Op 17 juni 2022 heeft [ged.conv./eis.reconv. 1+2] Koedam een e-mail gestuurd waarin hij schrijft dat hij de vijfde termijn nog niet hoeft te voldoen omdat nog geen 90% van het werk is verricht: “
Om die reden hebben wij zoals gezegd een aantal betalingen opgeschort. Naar onze mening is het bedrag waarvoor is opgeschort rechtsvaardig met hetgeen nog moet worden verricht.”Koedam heeft ruim een uur later gereageerd: “
De werkzaamheden zijn voor 97% gereed. Zie mijn opmerkingen bij bijgaande calculatie. Het had 100% kunnen zijn als het sanitair en tegelwerk er op tijd was geweest.
Facturen dienen betaald te worden conform onze overeenkomst.”

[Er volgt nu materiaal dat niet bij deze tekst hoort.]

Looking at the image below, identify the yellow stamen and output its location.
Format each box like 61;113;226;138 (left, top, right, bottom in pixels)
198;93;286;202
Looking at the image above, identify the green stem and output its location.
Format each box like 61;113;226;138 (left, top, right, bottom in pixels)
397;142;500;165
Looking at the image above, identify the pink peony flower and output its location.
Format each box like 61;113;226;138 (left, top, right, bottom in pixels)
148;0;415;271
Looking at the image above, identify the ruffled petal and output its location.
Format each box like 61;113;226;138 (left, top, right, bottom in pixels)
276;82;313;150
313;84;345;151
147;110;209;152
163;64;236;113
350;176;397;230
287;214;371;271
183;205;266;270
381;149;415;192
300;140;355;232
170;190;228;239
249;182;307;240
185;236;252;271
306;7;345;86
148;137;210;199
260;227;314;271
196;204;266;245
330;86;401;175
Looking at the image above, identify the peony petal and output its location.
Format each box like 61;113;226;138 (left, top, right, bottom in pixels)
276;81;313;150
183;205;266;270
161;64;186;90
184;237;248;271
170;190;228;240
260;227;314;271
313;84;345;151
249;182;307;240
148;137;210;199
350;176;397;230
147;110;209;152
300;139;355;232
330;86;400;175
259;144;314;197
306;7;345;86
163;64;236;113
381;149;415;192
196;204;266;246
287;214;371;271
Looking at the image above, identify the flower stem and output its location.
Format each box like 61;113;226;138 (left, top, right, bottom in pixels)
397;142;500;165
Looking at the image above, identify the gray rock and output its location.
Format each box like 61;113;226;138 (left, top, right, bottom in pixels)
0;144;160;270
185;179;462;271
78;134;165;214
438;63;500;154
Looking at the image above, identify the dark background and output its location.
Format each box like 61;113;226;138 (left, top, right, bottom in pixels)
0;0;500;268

Koedam heeft hierbij op de calculatie die deel uitmaakt van de aanneemovereenkomst aangegeven wat gereed was. Alles was volgens Koedam gereed, behalve het “
tegelwerk toilet”(0% gereed) en het
“afmonteren van het door derden geleverde sanitair. Douchewand niet inbegrepen.”(50% gereed).
3.13.
[ged.conv./eis.reconv. 1+2] is omstreeks 23 juni 2022 in de woning getrokken.
3.14.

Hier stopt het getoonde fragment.